Surprisingly to most consumers, the recycling symbol on a product – the one with a little number inside of the chasing arrows –  doesn’t mean that the product can be recycled.

It’s incredibly frustrating (and confusing), but all the symbol does is indicate what kind of plastic (i.e. PET, PP, PS, HPDE, LDPE, PVC, etc.) the product is made from.  And not all plastic products are required by law to have the symbol.  Only containers that hold more than 8 ounces and only in certain states.

That symbol, formally known as the Resin Identification Code has been under fire from packaging companies and recyclers for years.  A couple of years ago, ASTM engaged in a multi-year project to revise resin symbology.

Progress has finally been made and I’m going to share with you the direction it looks like the ASTM is heading as well as my opinion on the resolution.
The proposed symbols will do away with the chasing arrows and replace them with a solid line triangle.  The same numbering system will apply to denote the resin type.

While I am in agreement with the ASTM’s decision to eliminate the chasing arrows, and I’m hopeful that they will eliminate some consumer confusion, I think it will take many years for consumers to start realizing that the new solid triangle doesn’t translate to recyclable.

Chasing arrows compared to a solid triangle don’t look all that different in the eyes of a fast-moving consumer.  I don’t have a better solution to propose, but I think this will highlight the need for further education about what is and what isn’t recyclable which is largely dictated locally by regional waste haulers.

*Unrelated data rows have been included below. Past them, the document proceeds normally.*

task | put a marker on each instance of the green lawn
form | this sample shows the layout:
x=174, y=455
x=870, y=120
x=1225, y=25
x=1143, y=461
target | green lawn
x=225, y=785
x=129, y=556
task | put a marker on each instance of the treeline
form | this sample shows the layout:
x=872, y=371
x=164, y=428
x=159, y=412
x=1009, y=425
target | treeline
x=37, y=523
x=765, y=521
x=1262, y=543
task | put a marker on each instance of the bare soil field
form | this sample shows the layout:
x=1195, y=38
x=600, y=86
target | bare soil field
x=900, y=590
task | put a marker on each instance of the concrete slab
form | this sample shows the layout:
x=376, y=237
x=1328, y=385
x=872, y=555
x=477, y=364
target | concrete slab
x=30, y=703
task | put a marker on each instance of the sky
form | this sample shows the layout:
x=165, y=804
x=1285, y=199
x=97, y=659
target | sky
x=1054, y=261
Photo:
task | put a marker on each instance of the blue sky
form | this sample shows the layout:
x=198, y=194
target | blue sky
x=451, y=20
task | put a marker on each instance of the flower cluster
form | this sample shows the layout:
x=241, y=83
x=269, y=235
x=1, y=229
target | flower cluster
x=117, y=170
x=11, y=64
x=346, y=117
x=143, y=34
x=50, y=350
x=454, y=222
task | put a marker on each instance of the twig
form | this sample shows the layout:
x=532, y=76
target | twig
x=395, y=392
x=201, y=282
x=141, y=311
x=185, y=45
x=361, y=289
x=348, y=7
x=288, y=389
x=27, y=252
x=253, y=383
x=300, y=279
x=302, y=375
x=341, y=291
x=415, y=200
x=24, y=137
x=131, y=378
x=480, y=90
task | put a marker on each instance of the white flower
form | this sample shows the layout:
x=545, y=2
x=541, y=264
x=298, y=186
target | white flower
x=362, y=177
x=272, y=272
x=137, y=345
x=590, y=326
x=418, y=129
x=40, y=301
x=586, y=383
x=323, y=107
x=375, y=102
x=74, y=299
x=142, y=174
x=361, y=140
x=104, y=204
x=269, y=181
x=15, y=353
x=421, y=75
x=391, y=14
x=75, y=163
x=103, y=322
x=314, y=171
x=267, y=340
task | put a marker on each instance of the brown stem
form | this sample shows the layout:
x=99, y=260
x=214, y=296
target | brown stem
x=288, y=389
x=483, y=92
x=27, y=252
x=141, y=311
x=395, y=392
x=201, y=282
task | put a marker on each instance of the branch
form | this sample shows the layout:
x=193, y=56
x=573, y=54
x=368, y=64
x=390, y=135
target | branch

Unfortunately, the ASTM and the industry missed a huge opportunity to clear up the confusion for labeling compostable plastics.

Today, compostable plastics fall under #7 (“Other”) resin code.  That provides no indication of if the material is PLA or PHA or Polycarbonate or some other type of material that doesn’t fall under #1-6.
Knowing if a product is compostable or not depends entirely on the manufacturer to truthfully label the product (separately from the resin symbol) as compostable.  That label could be in the form of the word “Compostable” embossed or printed on the product, printing the Biodegradable Products Institute symbol, printing a brown or green stripe, or some other method that manufacturer is clever.

The major challenge in the compostable products industry is that there isn’t a uniform label that companies use.

That’s where the ASTM could have solved this challenge by creating a new resin number (i.e. #8) and used it for compostable plastics.  Granted, any company could emboss the symbol on their product and deceive consumers which are a concern, but companies already do that with various compostable labeling already in play.

Unfortunately, now compostable plastics will continue to be labeled as #7 and a ubiquitous compostable labeling scheme will be nonexistent.  A complete missed the opportunity to eliminate confusion.  Bummer.